Revista Dedal de Oro N° 63
Versión electrónica de la Revista Dedal de Oro. Nº 63 - Año XI, Verano 2013

COSMOVISIÓN

WENU MAPU : MUNDO DE ARRIBA MAPUCHE
MANUELA BULNES NÚÑEZ
Representación gráfica de la meli witrán mapu



CALENDARIO MAPUCHE

Una de las cosas maravillosas del Cajón del Maipo es el cielo. Ver las estrellas, sentir que formamos parte de un todo que va más allá de nuestro entorno inmediato nos sobrecoge e impresiona. Es por eso que, desde hace muchos años, teníamos un sueño.
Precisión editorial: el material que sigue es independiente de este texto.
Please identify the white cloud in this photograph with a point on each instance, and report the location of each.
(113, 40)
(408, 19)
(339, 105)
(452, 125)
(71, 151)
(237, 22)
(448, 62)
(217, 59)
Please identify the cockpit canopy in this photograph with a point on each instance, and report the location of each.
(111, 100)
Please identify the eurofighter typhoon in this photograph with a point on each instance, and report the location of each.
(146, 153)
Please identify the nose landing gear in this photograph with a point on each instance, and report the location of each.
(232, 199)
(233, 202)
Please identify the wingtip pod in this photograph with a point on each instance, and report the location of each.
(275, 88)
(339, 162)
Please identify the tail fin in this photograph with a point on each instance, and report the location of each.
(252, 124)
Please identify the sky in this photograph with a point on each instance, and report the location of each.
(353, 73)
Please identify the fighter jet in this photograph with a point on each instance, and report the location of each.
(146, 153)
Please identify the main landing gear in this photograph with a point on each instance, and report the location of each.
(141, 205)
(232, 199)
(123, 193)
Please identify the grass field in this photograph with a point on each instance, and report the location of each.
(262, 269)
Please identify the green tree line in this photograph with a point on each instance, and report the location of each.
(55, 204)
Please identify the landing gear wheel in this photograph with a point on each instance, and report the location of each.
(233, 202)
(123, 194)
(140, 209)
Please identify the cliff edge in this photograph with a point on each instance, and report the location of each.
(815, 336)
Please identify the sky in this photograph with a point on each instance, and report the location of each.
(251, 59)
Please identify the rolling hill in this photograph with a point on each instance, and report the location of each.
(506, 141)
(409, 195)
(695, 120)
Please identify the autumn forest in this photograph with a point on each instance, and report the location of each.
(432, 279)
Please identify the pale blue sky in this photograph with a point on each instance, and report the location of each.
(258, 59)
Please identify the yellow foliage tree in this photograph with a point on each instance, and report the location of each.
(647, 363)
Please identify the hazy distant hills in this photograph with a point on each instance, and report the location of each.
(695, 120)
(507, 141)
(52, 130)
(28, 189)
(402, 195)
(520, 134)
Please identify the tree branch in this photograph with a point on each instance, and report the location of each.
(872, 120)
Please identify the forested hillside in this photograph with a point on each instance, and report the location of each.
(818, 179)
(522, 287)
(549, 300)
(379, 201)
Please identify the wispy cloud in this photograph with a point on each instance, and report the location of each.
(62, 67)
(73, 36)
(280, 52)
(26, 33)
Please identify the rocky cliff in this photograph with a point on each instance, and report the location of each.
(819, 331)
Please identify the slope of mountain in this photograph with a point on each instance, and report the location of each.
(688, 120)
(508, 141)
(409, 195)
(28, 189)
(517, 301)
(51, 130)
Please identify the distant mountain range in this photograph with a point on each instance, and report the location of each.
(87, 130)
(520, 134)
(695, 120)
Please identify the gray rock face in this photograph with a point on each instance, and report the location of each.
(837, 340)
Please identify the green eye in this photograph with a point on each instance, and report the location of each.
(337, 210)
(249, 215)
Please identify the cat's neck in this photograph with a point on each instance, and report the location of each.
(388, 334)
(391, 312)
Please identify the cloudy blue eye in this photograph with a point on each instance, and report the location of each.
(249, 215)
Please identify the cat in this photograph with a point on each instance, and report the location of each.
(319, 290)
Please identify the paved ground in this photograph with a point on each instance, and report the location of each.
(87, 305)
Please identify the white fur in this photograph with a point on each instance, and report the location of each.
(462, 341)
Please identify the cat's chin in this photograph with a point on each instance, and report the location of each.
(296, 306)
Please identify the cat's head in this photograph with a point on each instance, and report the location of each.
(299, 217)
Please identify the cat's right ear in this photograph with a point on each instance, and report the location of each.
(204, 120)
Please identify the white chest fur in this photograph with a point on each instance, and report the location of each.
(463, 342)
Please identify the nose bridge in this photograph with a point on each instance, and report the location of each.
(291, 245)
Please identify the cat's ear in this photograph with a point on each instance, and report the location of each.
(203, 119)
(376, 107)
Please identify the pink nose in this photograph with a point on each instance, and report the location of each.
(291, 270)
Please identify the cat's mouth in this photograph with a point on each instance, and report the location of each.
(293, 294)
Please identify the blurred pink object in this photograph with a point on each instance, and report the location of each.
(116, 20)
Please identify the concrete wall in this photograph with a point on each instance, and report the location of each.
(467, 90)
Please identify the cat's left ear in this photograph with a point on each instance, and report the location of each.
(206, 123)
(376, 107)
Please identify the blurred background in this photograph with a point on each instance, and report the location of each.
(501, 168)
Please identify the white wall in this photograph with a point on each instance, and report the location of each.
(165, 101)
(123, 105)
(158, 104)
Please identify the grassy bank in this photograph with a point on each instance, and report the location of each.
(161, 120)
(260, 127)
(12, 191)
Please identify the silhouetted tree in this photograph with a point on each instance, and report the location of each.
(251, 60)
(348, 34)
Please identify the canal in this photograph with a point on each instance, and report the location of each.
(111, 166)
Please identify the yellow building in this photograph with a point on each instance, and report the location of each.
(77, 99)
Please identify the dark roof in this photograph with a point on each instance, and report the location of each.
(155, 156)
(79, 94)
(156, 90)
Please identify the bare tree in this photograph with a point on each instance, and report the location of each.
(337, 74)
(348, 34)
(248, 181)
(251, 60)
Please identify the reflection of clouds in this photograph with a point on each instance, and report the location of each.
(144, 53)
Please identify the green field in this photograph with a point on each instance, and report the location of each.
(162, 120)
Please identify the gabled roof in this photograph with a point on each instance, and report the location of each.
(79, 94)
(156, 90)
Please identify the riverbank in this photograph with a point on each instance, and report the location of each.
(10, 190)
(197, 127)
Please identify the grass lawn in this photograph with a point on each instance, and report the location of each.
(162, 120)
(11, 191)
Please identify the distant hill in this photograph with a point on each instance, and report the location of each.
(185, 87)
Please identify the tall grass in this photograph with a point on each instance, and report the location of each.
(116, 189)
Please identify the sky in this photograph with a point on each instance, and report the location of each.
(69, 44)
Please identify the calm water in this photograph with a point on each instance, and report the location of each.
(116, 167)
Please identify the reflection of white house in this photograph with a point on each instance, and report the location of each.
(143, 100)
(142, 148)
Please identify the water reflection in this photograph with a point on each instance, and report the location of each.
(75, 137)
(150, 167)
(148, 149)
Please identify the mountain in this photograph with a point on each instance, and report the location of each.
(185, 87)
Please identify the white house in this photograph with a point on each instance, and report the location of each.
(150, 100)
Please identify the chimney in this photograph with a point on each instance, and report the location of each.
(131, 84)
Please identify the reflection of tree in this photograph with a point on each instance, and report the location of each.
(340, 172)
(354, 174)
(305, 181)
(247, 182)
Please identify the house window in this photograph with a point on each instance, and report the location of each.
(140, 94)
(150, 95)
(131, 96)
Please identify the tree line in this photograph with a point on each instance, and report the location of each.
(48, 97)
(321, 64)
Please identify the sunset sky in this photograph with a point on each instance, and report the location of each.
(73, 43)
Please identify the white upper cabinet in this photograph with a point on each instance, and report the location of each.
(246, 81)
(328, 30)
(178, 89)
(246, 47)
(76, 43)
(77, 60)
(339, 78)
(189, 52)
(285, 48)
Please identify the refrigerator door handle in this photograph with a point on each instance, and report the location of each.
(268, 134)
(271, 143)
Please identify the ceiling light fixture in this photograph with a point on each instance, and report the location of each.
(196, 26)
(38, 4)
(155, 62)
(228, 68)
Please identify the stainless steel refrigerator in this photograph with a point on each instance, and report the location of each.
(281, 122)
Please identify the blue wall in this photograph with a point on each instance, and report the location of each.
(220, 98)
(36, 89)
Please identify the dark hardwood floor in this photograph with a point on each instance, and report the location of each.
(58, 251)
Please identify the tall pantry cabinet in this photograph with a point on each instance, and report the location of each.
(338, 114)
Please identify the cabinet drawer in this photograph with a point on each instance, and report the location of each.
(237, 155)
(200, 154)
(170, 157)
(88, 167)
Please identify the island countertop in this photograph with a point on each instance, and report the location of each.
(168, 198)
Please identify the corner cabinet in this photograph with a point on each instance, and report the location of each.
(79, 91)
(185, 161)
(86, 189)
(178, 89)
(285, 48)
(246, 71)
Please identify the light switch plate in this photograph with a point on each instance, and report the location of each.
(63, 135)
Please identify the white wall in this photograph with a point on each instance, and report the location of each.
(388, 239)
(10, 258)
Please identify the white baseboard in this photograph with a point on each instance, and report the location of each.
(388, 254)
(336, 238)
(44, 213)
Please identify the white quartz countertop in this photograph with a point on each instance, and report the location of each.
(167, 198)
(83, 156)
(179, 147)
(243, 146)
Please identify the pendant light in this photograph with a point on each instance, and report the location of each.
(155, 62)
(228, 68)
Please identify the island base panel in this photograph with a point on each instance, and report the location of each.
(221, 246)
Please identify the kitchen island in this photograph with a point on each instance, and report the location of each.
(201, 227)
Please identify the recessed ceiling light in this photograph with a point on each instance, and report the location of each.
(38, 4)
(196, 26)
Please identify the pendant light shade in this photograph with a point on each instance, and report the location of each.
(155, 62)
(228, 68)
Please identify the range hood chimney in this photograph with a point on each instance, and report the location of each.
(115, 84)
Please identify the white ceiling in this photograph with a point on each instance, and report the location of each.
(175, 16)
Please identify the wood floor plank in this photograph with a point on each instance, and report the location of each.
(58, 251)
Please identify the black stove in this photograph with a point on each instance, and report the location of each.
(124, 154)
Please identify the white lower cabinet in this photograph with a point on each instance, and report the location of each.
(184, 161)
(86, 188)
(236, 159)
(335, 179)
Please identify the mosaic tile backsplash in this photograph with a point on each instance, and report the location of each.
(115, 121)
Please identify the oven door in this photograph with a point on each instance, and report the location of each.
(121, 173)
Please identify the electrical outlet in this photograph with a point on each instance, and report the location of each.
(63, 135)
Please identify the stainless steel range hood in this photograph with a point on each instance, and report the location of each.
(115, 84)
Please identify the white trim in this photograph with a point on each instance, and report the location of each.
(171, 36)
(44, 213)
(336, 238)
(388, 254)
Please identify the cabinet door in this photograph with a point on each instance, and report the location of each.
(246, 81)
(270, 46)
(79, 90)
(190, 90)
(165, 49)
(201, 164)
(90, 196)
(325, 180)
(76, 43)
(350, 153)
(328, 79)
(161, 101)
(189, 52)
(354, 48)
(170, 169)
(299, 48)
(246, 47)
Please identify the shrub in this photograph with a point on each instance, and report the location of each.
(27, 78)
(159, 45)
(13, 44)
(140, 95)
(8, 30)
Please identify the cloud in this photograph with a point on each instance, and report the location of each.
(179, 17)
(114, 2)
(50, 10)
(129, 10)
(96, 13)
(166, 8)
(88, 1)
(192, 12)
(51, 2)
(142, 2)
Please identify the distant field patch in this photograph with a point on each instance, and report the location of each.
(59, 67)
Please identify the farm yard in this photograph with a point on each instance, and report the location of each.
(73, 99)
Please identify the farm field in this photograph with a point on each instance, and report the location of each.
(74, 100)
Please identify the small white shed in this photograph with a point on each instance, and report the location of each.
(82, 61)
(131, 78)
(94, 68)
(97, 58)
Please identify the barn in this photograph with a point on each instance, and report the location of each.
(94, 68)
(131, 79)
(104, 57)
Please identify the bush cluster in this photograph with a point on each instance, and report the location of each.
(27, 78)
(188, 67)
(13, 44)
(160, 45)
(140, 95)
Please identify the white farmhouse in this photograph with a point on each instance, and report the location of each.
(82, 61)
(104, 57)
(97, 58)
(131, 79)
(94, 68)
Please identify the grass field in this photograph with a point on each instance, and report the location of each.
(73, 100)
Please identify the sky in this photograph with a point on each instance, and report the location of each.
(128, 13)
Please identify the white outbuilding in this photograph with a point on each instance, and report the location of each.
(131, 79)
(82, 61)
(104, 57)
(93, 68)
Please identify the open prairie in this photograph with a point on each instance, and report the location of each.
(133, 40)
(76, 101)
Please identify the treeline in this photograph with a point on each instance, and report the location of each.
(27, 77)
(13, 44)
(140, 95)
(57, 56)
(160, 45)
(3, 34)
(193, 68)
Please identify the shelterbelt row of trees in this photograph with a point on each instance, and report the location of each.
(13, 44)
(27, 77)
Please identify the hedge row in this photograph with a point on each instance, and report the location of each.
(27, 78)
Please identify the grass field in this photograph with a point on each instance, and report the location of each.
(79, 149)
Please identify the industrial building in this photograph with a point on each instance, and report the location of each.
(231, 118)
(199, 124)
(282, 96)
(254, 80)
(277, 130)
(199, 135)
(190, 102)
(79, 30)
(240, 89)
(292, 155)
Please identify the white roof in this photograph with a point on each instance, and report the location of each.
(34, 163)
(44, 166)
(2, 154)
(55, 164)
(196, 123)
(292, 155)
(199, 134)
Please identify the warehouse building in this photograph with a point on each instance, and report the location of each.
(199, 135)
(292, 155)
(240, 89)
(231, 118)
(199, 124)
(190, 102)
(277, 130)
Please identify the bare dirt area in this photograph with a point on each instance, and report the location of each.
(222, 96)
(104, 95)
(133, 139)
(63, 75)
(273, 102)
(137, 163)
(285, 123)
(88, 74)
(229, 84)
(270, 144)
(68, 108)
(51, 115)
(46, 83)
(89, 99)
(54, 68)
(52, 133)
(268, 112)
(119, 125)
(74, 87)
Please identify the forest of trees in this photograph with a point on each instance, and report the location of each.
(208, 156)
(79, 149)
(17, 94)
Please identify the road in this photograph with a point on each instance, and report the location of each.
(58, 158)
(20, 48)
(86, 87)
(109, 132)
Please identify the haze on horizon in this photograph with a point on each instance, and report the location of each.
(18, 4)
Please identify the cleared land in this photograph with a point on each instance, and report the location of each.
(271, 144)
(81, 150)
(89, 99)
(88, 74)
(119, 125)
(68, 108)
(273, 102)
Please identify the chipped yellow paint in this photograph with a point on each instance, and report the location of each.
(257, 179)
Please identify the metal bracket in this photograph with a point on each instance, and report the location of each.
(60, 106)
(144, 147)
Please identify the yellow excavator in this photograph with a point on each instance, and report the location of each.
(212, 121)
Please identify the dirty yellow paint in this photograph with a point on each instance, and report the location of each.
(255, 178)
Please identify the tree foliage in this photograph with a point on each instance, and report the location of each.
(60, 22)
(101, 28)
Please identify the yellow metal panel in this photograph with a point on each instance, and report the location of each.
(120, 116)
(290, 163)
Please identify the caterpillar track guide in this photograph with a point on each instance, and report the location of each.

Finalmente, en diciembre de 2009 hicimos este sueño una realidad y abrimos las puertas del primer observatorio astronómico en nuestra comuna.

Pero no es extraño que deseemos observar, que queramos entender y comprender quiénes somos, de dónde venimos, qué hay más allá de lo inmediato. El hombre, desde épocas remotas, ha elaborado referentes conceptuales y estudiado el Universo; cómo lo vemos e interpretamos cada uno de nosotros, y también cada pueblo en la Antigüedad, depende del entorno cultural, social y religioso, y del medio físico e intelectual en que se vive.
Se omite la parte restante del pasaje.